# Anyone Like Baroque But Not Bach?



## neoshredder (Nov 7, 2011)

Just out of curiosity. I've heard it mentioned before that some judged the Baroque period based on Bach and found out that Baroque sounded quite differently. Also which Baroque composers specifically did you prefer? I'm not one of those though. I like Bach.


----------



## Guest (Apr 5, 2012)

If there is, we should get their address and go beat them up.

Yes, there is much in the baroque period that is vastly different than Bach.

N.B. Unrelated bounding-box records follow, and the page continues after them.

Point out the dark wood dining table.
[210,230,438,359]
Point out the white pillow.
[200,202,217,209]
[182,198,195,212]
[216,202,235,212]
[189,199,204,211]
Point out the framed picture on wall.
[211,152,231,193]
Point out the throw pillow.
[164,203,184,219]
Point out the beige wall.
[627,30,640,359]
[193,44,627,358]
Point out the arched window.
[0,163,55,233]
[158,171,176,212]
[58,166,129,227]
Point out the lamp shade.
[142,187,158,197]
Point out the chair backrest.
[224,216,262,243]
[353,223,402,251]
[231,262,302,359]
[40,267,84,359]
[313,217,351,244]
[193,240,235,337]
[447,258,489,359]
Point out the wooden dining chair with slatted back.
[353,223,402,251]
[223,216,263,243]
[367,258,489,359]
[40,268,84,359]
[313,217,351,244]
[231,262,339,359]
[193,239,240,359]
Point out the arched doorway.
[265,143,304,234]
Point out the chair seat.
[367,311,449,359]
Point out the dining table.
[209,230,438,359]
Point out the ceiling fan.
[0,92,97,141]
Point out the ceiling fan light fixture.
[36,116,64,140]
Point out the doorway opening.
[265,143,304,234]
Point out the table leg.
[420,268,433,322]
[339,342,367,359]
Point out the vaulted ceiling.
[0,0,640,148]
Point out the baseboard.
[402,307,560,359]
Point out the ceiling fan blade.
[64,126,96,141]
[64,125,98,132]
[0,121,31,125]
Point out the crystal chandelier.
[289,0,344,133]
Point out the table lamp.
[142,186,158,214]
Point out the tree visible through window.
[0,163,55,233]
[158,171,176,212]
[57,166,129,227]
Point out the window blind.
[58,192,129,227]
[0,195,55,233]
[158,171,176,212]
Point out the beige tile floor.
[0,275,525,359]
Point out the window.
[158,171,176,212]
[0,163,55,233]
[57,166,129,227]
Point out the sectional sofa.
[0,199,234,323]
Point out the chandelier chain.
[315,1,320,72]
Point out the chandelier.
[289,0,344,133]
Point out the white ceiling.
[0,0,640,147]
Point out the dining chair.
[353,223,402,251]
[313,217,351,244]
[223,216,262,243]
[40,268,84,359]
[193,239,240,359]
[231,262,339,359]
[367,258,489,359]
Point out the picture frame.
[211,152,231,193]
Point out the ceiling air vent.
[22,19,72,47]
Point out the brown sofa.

And I like quite a few of them - Biber, Vivaldi, Handel, Rameau, Rebel, Couperin, just to name a few.


----------



## Taneyev (Jan 19, 2009)

I like Bach, but not baroque.


----------



## neoshredder (Nov 7, 2011)

Odnoposoff said:


> I like Bach, but not baroque.


I figured I'd get those answers as well. Bach wasn't so popular during his time. So yeah he was ahead of his time as it seemed like he started getting more appreciation during the Romantic Era by the likes of Schubert, Mendelssohn, and etc.


----------



## Oliver (Feb 14, 2012)

Vivaldi and Bach


----------



## Polednice (Sep 13, 2009)

I'm not generally a fan of Baroque music, but I enjoy some Handel while detesting almost all Bach.


----------



## Art Rock (Nov 28, 2009)

Odnoposoff said:


> I like Bach, but not baroque.


This indeed.


----------



## Cnote11 (Jul 17, 2010)

I like a lot of other baroque better than Bach. Bach has never been one of my favorites.


----------



## eighthundredfortynine (Apr 5, 2012)

Bach is a favourite of mine. I love allmost all of his cembalo/clavichord/organ works but also the cantatas and passions. That said there are lots of great composers from the baroque era. I like the early ones who developed the style coming from Italy, like Gabrieli, Monteverdi. And then the guys who build on that but mixed in dutch or german influences like Schütz or Sweelinck.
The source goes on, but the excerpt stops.